Three Examples of Well-Designed Children’s Apps

November 25, 2013 Sally Botross

As a follow-up to my initial blog post on the most important design elements in children’s apps, I wanted to highlight some of the apps that best meet these criteria. To recap, the article’s main point was that the best children’s apps are platform-agnostic and employ embellished cues (implicit user instructions), simple actions, and clear feedback (to indicate that children have accurately performed an action).

Ollie the Cat

iOS rating: 4.5

Google Play rating: 3

Ollie the Cat is an application designed to teach preschoolers how to count. The app is illustrated by the internationally acclaimed Tim Warnes.


All the icons feature cues that help children discover the next action step they can take. Icons either sway/shake from side to side, or perform an animation to indicate which areas of the screen can be tapped.


The main action used within this application, is the tap, which is very easy and intuitive for children to perform. However, my only reservation with Ollie the Cat’s design is the animated arrow (stretch and squish) that children have to swipe in order to get to the next screen.

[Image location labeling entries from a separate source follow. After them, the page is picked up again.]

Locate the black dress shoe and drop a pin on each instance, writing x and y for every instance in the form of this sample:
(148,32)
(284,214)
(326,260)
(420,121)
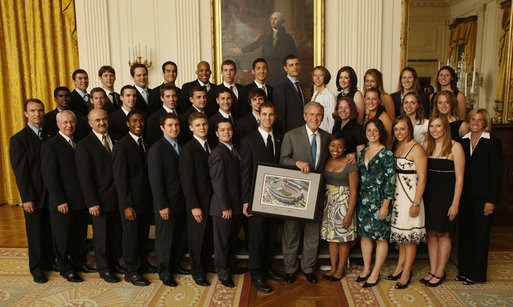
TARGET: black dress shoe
(72,277)
(202,281)
(274,276)
(109,277)
(170,282)
(290,278)
(261,285)
(137,280)
(228,282)
(311,277)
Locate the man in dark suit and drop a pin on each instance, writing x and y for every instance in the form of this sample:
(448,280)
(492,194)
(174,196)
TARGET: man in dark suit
(169,72)
(94,168)
(225,205)
(168,199)
(68,214)
(259,71)
(195,179)
(306,148)
(262,145)
(79,96)
(107,76)
(224,100)
(288,97)
(169,98)
(26,165)
(134,197)
(117,119)
(203,72)
(250,122)
(62,98)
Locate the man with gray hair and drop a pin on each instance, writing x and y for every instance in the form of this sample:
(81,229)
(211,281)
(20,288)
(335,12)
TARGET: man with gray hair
(305,148)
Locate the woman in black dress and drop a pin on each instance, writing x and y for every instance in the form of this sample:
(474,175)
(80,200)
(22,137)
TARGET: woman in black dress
(483,173)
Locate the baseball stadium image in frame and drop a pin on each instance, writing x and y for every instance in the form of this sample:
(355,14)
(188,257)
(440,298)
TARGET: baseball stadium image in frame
(286,193)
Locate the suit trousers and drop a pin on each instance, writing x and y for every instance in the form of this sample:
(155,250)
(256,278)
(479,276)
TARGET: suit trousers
(226,233)
(262,238)
(135,239)
(290,244)
(39,238)
(69,235)
(474,240)
(106,236)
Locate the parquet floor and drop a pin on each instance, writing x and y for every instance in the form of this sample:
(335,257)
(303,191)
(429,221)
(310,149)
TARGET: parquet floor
(300,293)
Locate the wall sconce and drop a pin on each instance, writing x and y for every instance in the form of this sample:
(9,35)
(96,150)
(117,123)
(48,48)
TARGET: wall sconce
(137,53)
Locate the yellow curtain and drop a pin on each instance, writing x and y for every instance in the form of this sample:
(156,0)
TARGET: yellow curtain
(39,51)
(463,32)
(503,51)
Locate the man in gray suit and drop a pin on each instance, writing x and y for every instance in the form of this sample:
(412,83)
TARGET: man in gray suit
(306,148)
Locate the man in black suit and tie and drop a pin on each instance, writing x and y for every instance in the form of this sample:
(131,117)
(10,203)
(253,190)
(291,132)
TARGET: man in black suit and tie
(259,71)
(169,98)
(134,197)
(79,96)
(26,165)
(117,119)
(262,145)
(62,98)
(203,72)
(168,199)
(250,122)
(195,179)
(288,97)
(107,76)
(94,168)
(68,214)
(169,72)
(306,148)
(225,205)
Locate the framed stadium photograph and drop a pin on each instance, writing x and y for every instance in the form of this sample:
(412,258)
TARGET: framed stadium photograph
(284,192)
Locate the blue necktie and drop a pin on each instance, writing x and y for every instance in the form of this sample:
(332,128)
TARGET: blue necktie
(313,146)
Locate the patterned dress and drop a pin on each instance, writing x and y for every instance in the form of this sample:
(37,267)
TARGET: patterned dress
(337,204)
(377,183)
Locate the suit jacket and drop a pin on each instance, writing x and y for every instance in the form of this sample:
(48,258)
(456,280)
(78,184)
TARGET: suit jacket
(244,103)
(296,147)
(224,169)
(483,170)
(194,176)
(94,168)
(253,150)
(289,106)
(117,125)
(165,177)
(24,151)
(131,176)
(60,174)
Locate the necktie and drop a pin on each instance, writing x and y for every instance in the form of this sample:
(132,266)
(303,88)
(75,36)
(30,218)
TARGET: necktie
(105,143)
(270,145)
(313,146)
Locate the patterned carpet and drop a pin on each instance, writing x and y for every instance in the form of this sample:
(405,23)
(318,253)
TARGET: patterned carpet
(498,291)
(18,289)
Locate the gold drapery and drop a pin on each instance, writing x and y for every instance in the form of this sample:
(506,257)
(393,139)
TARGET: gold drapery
(39,49)
(463,31)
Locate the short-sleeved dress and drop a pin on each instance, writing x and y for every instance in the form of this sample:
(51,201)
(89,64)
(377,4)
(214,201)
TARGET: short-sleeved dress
(337,205)
(377,183)
(406,229)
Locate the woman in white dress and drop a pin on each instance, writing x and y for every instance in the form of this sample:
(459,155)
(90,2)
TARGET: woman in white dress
(321,77)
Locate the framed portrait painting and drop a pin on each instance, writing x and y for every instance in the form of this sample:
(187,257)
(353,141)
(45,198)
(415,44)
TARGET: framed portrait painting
(245,30)
(284,192)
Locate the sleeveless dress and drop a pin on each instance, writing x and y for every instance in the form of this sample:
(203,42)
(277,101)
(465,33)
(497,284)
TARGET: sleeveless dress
(404,228)
(438,195)
(337,204)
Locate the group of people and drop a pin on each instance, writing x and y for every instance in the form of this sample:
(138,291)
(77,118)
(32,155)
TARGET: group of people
(184,159)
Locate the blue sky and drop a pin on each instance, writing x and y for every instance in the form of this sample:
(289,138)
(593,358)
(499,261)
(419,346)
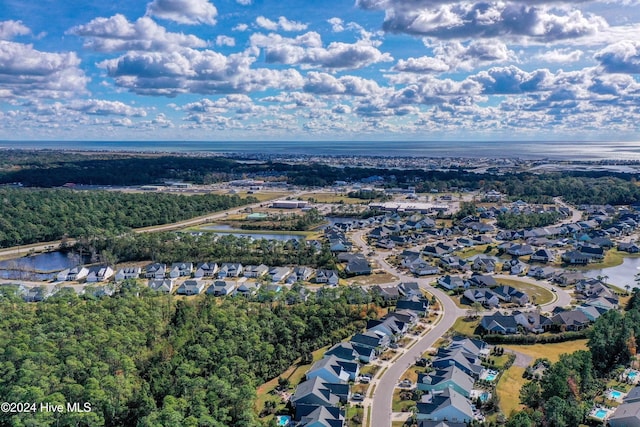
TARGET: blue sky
(319,70)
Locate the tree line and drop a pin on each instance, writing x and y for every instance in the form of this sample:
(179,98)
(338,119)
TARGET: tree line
(40,215)
(145,359)
(168,247)
(565,393)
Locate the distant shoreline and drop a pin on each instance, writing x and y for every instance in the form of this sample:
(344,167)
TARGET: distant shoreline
(526,150)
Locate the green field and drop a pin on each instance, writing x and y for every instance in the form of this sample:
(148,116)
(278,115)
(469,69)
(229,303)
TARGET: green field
(537,294)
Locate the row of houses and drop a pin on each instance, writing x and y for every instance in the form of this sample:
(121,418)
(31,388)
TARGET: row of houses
(596,300)
(317,400)
(448,387)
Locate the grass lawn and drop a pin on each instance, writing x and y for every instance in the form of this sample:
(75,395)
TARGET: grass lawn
(508,389)
(536,293)
(333,198)
(372,279)
(399,405)
(612,258)
(549,351)
(294,374)
(370,370)
(465,326)
(354,416)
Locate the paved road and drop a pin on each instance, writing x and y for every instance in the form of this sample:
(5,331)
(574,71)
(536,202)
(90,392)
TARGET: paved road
(19,251)
(380,402)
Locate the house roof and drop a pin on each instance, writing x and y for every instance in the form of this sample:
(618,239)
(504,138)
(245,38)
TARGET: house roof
(446,399)
(313,390)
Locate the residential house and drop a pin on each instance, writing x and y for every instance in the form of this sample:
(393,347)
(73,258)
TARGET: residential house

This can be misleading because the stretch and squish animation usually leads a child to think that this button needs to be tapped. Secondly, swiping is not as intuitive as tapping, especially for preschoolers, and it should always feature a tutorial visually illustrating to children how to perform the action (e.g., an animation showing a hand swiping the screen).


This app also provides very clear types of feedback for children. Each of the icons reacts to every tap: generally, it features visual (animation) and audible (sound) feedback that demonstrates to the child that he/she has performed an action.

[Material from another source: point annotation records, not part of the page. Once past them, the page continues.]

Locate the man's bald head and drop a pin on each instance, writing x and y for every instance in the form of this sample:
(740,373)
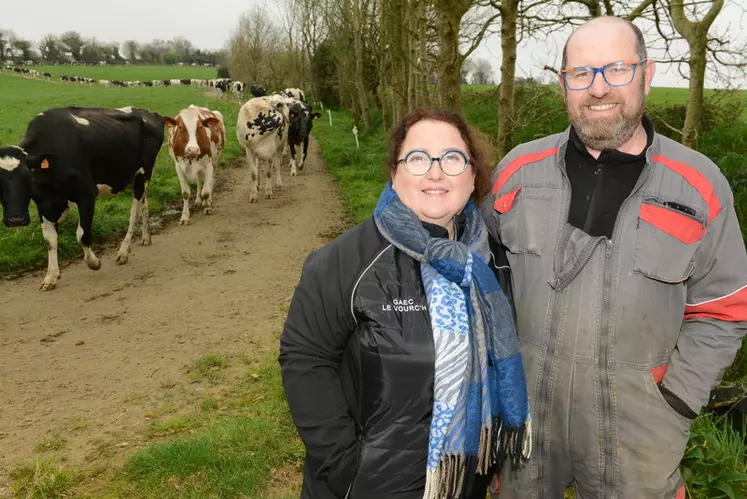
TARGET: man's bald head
(604,23)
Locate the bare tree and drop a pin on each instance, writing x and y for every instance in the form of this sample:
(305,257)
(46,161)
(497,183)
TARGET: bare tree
(130,50)
(251,46)
(49,48)
(692,21)
(5,37)
(449,16)
(74,43)
(24,47)
(468,66)
(483,73)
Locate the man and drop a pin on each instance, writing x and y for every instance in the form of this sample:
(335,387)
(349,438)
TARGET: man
(630,281)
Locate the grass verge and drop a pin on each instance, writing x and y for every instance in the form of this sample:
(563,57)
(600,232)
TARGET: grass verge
(241,444)
(715,460)
(21,99)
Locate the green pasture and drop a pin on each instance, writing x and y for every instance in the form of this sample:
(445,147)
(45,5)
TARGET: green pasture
(130,73)
(22,98)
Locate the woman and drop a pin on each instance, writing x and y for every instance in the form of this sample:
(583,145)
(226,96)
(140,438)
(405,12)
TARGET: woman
(399,354)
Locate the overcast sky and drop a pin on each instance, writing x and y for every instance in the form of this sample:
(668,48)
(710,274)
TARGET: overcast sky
(209,24)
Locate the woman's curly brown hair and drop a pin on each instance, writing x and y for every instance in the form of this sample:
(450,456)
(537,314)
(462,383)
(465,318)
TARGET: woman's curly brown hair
(478,146)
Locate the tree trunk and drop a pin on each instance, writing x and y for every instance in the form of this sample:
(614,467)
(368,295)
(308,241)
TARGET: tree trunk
(399,83)
(696,34)
(448,19)
(509,9)
(412,48)
(360,87)
(424,98)
(383,89)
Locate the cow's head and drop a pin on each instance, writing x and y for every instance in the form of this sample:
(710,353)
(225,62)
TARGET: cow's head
(301,120)
(188,136)
(281,103)
(258,91)
(15,187)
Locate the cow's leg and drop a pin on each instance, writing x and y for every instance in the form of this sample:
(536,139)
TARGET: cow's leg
(145,220)
(293,158)
(268,178)
(124,249)
(140,189)
(83,234)
(49,230)
(198,192)
(278,178)
(253,164)
(185,195)
(305,151)
(207,190)
(276,162)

In the following example, after the child taps on the frog to count it, it sways from side to side, Ollie narrates the number (if the ‘Read to Me’ option was selected), and it disappears while making a popping sound. This visually and audibly illustrates to the child that he/she has performed the action correctly.

Aside from this minor flaw, Ollie the Cat proves that good design for children’s apps can go across platforms.

Numbers, Addition and Subtraction by i Learn With

iOS Rating: 3.5

Google Play Rating: 4.5

Tribal Nova has created a series of English and Spanish learning apps. Numbers, Addition and Subtraction is a game designed to teach math to kids in preschool and kindergarten.


Numbers, Addition and Subtraction effectively features cues for children, such as glowing and animated buttons to illustrate touch. On the homepage of the application, the three menu options glow in timed intervals to implicitly indicate to the children that these three elements of the screen are interactive.


The only action within the app is the ‘Tap’; the most common and intuitive action for children. Being an app for younger children, it uses the easiest action to understand and perform, without needing an explicit demonstration, but rather a simple cue such as an outer glow.


Clear types of feedback for children have also been implemented well within Numbers, Addition and Subtraction. For example, let’s examine the ‘Count’ section of the application; when the child counts correctly, the chipmunk in the game performs a celebratory gesture such as a hop or a dance, and a checkmark appears across the pot in the bottom-left corner of the screen.

When the child selects the incorrect number, the chipmunks perform a fun self-deprecating animation, such as biting the wooden plank or hitting themselves in the head with the plank.

This a great example of easy, fun, and encouraging feedback for children that combines audible (sound) and visual (animations) feedback to correct and incorrect actions.

If high ratings are any indication, parents clearly agree that the app is a hit on both platforms.

Gummies Playground

iOS: unrated

Google Play: 4.8

Gummies Playground is a collection of teacher-approved, curriculum-based, educational games designed for preschoolers.


This application also effectively employs very clear cues for children such as stretching/squishing buttons (increasing and decreasing in size) or swaying/shaking icons. Here are a couple of examples of how these cues were used:


Similar to Numbers, Addition and Subtraction, Gummies Playground is extremely simple to navigate. The only action used within app is the ‘Tap’. There is no use of complicated actions such as swiping or dragging and dropping.


Gummies Playground also utilizes audible and visual feedback to a child’s tap or selection. In the ‘Matching’ section , when the child selects the incorrect answer, the audible feedback is a voiceover explaining what the selected icon is and the visual feedback is an enlargement of the icon. When the child selects the correct answer, the audible feedback is encouraging phrases such as ‘Well Done!’ or ‘Good Job!’, and the visual feedback is an animation of stars around the selected object.

Closing Thoughts

Ollie the Cat, Numbers, Addition and Subtraction, and Gummies Playground are all indications that children’s apps can incorporate the same important design elements across platforms. They adhere to the principles of embellished cues, simple actions, and clear feedback, that are engaging and appealing to children. These examples allow for a better understanding of the elements of well designed children’s apps, and through them we can gain insight into the future of children’s apps.